As merger and acquisition activity throughout digital health remains slow, companies are increasingly turning to partnerships and joint ventures.
The shifting market dynamics are a stark departure from 2021, which saw record M&A activity. Market research firm Pitchbook logged 90 M&A deals among U.S.-based digital health companies in 2021 compared with just 58 in 2023.
Read more: Why 2024 could be a year of ‘reckoning’ for digital health
“In some ways partnerships are the new M&A right now,” said Aaron DeGagne, a senior analyst covering healthcare at Pitchbook. “There's been certainly, I would say, kind of a flurry of partnership announcements.”
Digital health companies are partnering, rather than acquiring, for a variety of reasons, DeGagne said. Companies that might have been looking to acquire in the past are faced with a lack of capital or investor support, he said. For companies being acquired, it could be difficult to let go of past market valuations.
David Sanders, partner at law firm Foley and Lardner who specializes in M&A transactions with a concentration on health services and digital health, expects the number of partnerships among digital health companies to climb. He said many emerging technology companies, which tend to be more focused on singular problems, are looking to pair their products with others for a more comprehensive offering. He said capital constraints among startups often lead younger companies to turn to joint ventures or partnerships more frequently because they are more economical than M&A.
“There’s a pendulum and there’s always room for both,” Sanders said. “The pendulum has shifted towards joint ventures and strategic alliances in the past few years.”
Transcarent shares M&A, partnership strategy
Glen Tullman, CEO at digital health and benefits management startup Transcarent, is a company that has done both in the last year. In January, Transcarent inked partnerships with weight management-focused 9amHealth and health technology company Soda Health. The deals allow Transcarent's users to sign onto the other companies' services without leaving Transcarent's application.
In March 2023, Transcarent acquired 98point6’s virtual care platform and clinical customer base of 3.5 million people through portions of cash, equity and performance incentives. The sale price could reach $100 million if 98point's customer-related targets are met.
Tullman said many companies are prioritizing partnerships because they lack the capital to pull off an acquisition. These companies still want to partner since digital health buyers are not interested in “point solutions,” an industry term for software products that only focus on one area of medical care. Tullman said he prefers acquisitions when the asset is directly involved with a customer or end user's experience.
"Consumers and employers have become inundated with point solutions that while often effective, in many cases, are adding to the confusion and not delivering coordinated care, better outcomes, or reduced costs," Tullman said.
Talkspace prioritizes partnerships
Digital mental health provider Talkspace has prioritized partnerships over M&A. The company announced a partnership with virtual primary care company Wheel Health on February 24. In the past year, its also teamed with consumer health company ŌURA, virtual care company Bicycle Health and women's health-focused Evernow.

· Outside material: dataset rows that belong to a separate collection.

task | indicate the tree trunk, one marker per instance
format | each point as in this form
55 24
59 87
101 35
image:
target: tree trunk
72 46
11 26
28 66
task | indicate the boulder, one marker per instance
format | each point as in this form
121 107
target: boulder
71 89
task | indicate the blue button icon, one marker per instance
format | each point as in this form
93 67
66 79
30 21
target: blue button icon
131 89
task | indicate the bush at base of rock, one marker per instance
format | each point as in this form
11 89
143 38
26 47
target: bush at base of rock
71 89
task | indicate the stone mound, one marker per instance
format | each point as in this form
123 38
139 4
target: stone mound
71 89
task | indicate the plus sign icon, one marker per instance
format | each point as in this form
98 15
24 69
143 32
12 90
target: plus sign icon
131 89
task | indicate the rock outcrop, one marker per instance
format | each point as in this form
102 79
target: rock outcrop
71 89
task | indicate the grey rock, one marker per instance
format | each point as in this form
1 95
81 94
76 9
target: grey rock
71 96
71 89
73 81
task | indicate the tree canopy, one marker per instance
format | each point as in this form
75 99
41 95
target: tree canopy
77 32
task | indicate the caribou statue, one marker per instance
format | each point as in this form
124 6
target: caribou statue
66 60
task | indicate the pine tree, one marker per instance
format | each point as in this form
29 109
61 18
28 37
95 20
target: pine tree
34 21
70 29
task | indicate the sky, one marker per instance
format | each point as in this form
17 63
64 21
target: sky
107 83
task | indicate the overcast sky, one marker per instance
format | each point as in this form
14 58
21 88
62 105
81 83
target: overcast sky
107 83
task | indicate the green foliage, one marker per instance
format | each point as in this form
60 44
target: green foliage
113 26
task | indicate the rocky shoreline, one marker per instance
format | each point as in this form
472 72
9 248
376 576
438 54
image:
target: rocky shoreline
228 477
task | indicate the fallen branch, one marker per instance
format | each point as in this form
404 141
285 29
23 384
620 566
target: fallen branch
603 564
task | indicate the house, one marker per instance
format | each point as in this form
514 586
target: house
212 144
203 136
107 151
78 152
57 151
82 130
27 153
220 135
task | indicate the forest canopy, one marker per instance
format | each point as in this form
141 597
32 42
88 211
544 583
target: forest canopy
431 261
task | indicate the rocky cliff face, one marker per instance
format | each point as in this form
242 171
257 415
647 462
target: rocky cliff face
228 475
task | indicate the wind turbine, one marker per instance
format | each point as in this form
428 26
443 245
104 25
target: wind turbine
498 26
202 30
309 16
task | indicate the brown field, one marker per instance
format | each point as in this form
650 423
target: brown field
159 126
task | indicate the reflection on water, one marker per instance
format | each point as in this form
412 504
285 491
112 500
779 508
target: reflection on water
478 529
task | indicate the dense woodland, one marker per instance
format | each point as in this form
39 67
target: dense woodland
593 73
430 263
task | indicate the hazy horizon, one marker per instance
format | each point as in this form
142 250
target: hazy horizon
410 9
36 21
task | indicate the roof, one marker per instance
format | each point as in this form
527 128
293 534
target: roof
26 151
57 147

Talkspace's CEO Dr. Jon Cohen, said partnering allows the company to expand its user base and offer better overall care to patients. He said during a recent earnings call the company, which aims to be profitable by the end of this year's first quarter, does not need to make a transaction to continue its growth but would consider acquisitions within mental health.
“The purpose is to increase the inflow of patients coming onto the platform, who we know are probably going to be covered by the insurance,” Cohen said. “We don't need to purchase [companies operating] other diseases entities that's for sure. We just need to make people aware and make physicians aware.”
Cohen said Talkspace does not pay for referrals or receive money from its partners.
Other companies that are taking the partnerships over acquisitions route include TBD Health, a sexual health and wellness startup that offers hybrid and telehealth care. TBD said in a news release it would offer access to at-home testing kits and other services to patients at FOLX Health, a digital healthcare service provider primarily servicing LGBTQIA+ patients, and Wisp, a virtual sexual health and reproductive care provider. In October 2023, virtual mental health company Headspace announced a partnership with ŌURA.
DeGagne said if the market was more favorable, at least some of the sector's partnerships would have turned into acquisitions. A January analysis from investment bank and financial services company Morgan Stanley blamed sticky inflation, high interest rates and challenged equity markets for stalling M&A activity across sectors last year.
“Probably in 2021, you would have seen an acquisition,” DeGagne said. “Instead, it’s partnership[s]. So, I think, that's been a material shift.”